The substitution method is a technique used to solve systems of equations where one equation is substituted into another. This allows you to solve for one variable and then use that solution to find the other variables. In our case, we start with a system that includes both a linear equation and a non-linear equation. The system is:

• Linear: \( y + 2x = -3 \)
• Non-linear: \( x^2 + y^2 = 1 \)

Using substitution entails isolating one variable in one equation and substituting its expression into the other equation. Here, we solved the linear equation for \( y \) to get \( y = -3 - 2x \). This expression was then substituted back into the non-linear equation, \( x^2 + y^2 = 1 \), allowing us to work with only one variable (x) in a quadratic form.

The quadratic formula helps us find the roots of quadratic equations. These are equations of the form \( ax^2 + bx + c = 0 \). The quadratic formula is expressed as:\[ x = \frac{-b \pm \sqrt{b^2 - 4ac}}{2a} \]Here, \( a \), \( b \), and \( c \) are coefficients from the quadratic equation. For our example, once we substituted the expression for \( y \) into the non-linear equation, we rearranged it into the form \( 5x^2 + 12x + 8 = 0 \). The coefficients identified were:

• \( a = 5 \)
• \( b = 12 \)
• \( c = 8 \)

Plugging these into the quadratic formula helps determine the potential real solutions for the variable \( x \).

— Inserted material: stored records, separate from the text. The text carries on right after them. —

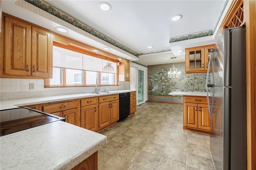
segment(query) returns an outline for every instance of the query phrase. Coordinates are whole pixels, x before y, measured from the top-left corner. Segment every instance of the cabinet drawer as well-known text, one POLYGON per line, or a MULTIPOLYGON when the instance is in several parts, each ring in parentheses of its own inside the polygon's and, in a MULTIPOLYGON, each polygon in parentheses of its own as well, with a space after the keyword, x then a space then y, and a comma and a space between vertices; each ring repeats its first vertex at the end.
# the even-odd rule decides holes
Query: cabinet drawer
POLYGON ((84 99, 81 100, 81 107, 94 105, 97 103, 97 98, 84 99))
POLYGON ((77 107, 77 101, 54 104, 43 106, 43 111, 49 113, 55 113, 77 107))
POLYGON ((207 104, 207 99, 206 97, 186 96, 184 97, 184 103, 207 104))
POLYGON ((99 97, 99 103, 106 102, 106 101, 112 101, 118 100, 119 99, 119 95, 108 95, 99 97))
POLYGON ((134 104, 136 104, 136 96, 133 96, 130 97, 130 104, 133 105, 134 104))
POLYGON ((130 96, 131 97, 132 97, 132 96, 136 96, 136 91, 134 91, 133 92, 130 92, 130 96))
POLYGON ((136 103, 131 105, 130 106, 130 113, 135 112, 137 110, 137 106, 136 103))

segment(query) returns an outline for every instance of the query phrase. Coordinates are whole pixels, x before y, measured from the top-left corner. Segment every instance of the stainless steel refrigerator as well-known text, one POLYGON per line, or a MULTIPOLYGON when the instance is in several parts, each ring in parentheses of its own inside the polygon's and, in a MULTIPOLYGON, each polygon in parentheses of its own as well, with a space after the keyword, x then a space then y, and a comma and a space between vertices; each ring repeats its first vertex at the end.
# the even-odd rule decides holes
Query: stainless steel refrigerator
POLYGON ((245 26, 224 30, 209 62, 206 83, 214 166, 246 170, 245 26))

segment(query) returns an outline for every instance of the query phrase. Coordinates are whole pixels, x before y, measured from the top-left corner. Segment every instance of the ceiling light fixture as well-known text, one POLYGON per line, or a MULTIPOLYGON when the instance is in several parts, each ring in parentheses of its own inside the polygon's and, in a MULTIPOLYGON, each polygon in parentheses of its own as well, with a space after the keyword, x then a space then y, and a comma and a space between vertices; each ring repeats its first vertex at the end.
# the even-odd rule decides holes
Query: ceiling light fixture
POLYGON ((170 19, 172 21, 177 21, 182 18, 182 15, 181 14, 176 14, 173 15, 170 18, 170 19))
POLYGON ((181 52, 181 51, 183 51, 183 49, 178 49, 178 50, 176 51, 177 52, 181 52))
POLYGON ((68 29, 62 27, 56 27, 55 29, 57 31, 61 32, 68 32, 68 29))
POLYGON ((174 59, 176 57, 171 57, 171 59, 173 59, 173 65, 172 67, 170 69, 170 71, 168 71, 168 78, 170 79, 175 78, 177 79, 180 75, 180 71, 178 71, 178 68, 175 67, 174 65, 174 59))
POLYGON ((104 11, 109 11, 112 9, 111 5, 106 2, 101 2, 99 3, 100 8, 104 11))

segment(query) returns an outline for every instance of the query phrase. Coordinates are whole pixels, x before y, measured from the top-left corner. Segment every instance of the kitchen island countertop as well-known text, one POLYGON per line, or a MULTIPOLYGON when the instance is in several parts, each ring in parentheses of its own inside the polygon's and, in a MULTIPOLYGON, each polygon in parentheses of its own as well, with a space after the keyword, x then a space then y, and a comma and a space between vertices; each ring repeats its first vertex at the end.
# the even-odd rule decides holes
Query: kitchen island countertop
POLYGON ((206 96, 206 92, 198 91, 173 91, 169 93, 169 95, 179 96, 206 96))
POLYGON ((106 143, 105 136, 62 121, 0 137, 1 169, 70 169, 106 143))

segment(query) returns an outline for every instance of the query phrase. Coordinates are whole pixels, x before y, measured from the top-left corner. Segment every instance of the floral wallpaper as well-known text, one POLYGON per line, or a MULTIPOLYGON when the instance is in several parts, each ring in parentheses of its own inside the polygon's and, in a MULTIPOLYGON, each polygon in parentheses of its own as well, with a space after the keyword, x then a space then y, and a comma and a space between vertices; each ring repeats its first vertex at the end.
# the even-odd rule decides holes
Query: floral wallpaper
MULTIPOLYGON (((206 91, 206 73, 186 73, 185 63, 175 64, 181 72, 177 79, 168 78, 168 71, 172 64, 148 66, 150 95, 169 96, 174 91, 206 91)), ((211 76, 208 81, 210 81, 211 76)))

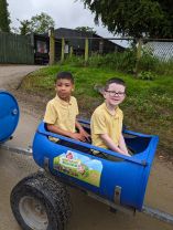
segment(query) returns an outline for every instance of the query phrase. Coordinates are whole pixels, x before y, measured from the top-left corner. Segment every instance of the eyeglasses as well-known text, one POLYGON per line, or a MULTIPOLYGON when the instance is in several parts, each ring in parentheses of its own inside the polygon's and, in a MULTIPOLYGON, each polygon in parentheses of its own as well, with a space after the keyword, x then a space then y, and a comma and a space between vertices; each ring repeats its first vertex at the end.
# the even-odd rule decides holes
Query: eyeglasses
POLYGON ((106 91, 110 96, 123 96, 125 92, 106 91))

When solving quadratic equations through the quadratic formula, the discriminant \( b^2 - 4ac \) can give important insights. The discriminant can tell us how many solutions exist and what kind of solutions they are:

• If \( b^2 - 4ac > 0 \), there are two distinct real solutions.
• If \( b^2 - 4ac = 0 \), there is exactly one real solution.
• If \( b^2 - 4ac < 0 \), there are no real solutions.

In our problem, we found that the discriminant \( 144 - 160 = -16 \). This negative discriminant indicates there are no real solutions for the equation. Thus, the system of equations does not intersect in the real number domain.

A system of equations typically has more than one equation that can be either linear or non-linear. Understanding the differences helps in choosing the right method for solving them:

• Linear equations have variables of the first degree, often represented as lines when graphed.
• Non-linear equations include variables raised to powers higher than one, or involve multiple terms, often represented as curves when graphed.

In this exercise, our linear equation is \( y + 2x = -3 \), and the non-linear one is \( x^2 + y^2 = 1 \), which is in fact the equation of a circle. Solving such a system may involve seeing how a line intersects with a curve. The concepts of substitution and quadratic equations help in finding these points of intersection, or confirming their absence as is seen here.